Recall that: \(P(X_{1:N},e_{1:N}) = P(X_1)P(e_1|X_1)\prod_{t=2}^N P(X_t|X_{t-1})P(e_t|X_t)\) The Forward Algorithm computes (up to normalization) \(P(X_N,e_{1:N}) = \sum_{x_1,..,x_{N-1}} P(X_N, x_{1:N-1},e_{1:N})\) In the Viterbi Algorithm, we want to compute \(\arg\max_{x_1,..,x_{N}}P(x_{1:N},e_{1:N})\)
to find the maximum likelihood estimate of the sequence of hidden states. Notice that each term in the product is exactly the expression for the edge weight between layer \(t-1\) to layer \(t\). So, the product of weights along the path on the trellis gives us the probability of the path given the evidence.
We could solve for a joint probability table over all of the possible hidden states, but this results in an exponential space cost. Given such a table, we could use dynamic programming to compute the best path in polynomial time. However, because we can use dynamic programming to compute the best path, we don’t necessarily need the whole table at any given time.
Define \(m_t[x_t] = \max_{x_{1:t-1}} P(x_{1:t},e_{1:t})\), or the maximum probability of a path starting at any \(x_0\) and the evidence seen so far to a given \(x_t\) at time \(t\). This is the same as the highest weight path through the trellis from step \(1\) to \(t\). Also note that \begin{align} m_t[x_t] &= \max_{x_{1:t-1}} P(e_t|x_t)P(x_t|x_{t-1})P(x_{1:t-1},e_{1:t-1})
&= P(e_t|x_t)\max_{x_{t-1}} P(x_t|x_{t-1})\max_{x_{1:t-2}}P(x_{1:t-1},e_{1:t-1})

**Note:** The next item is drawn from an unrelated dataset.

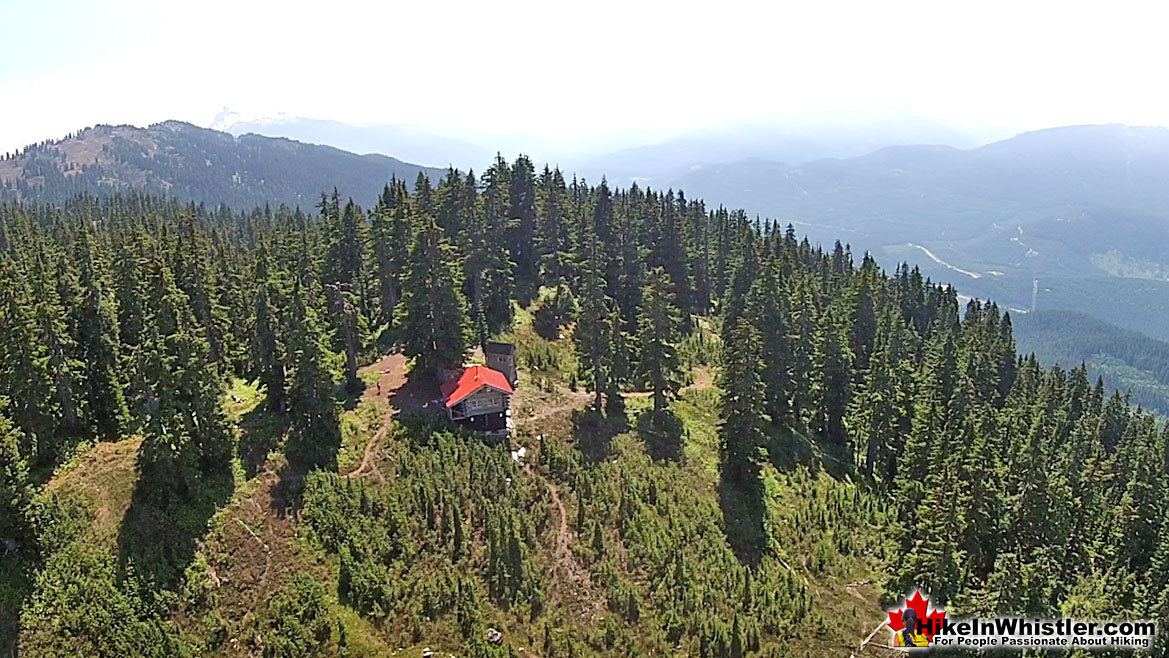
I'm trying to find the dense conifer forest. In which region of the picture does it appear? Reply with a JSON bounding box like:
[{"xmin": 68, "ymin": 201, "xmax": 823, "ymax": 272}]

&= P(e_t|x_t)\max_{x_{t-1}} P(x_t|x_{t-1})m_{t-1}[x_{t-1}]. \end{align} This suggests that we can compute \(m_t\) for all \(t\) recursively via dynamic programming. This makes it possible to determine the last state \(x_N\) for the most likely path, but we still need a way to backtrack to reconstruct the entire path. Let’s define \(a_t[x_t] = P(e_t|x_t)\arg\max_{x_{t-1}} P(x_t|x_{t-1})m_{t-1}[x_{t-1}] = \arg\max_{x_{t-1}} P(x_t|x_{t-1})m_{t-1}[x_{t-1}]\) to keep track of the last transition along the best path to \(x_t\). We can now outline the algorithm.
Result: Most likely sequence of hidden states x1:N
/* Forward pass
for t=1 to N:
for xt in X:
if t=1:
mt[xt] = P(xt)P(e0|xt)
else:
at[xt] = argmaxx{t-1} P(xt|xt-1)mt-1[xt-1];
mt[xt] = P(et|xt)P(xt|at[xt])mt-1[at[x_t]];
/* Find the most likely path's ending point
xN = argmaxxN mN[xN];
/* Work backwards through our most likely path and find the hidden states
For t=N to 2:
xt-1 = at[xt];
Notice that our \(a\) arrays define a set of \(N\) sequences, each of which is the most likely sequence to a particular end state \(x_N\). Once we finish the forward pass, we look at the likelihood of the \(N\) sequences, pick the best one, and reconstruct it in the backwards pass. We have thus computed the most likely explanation for our evidence in polynomial space and time.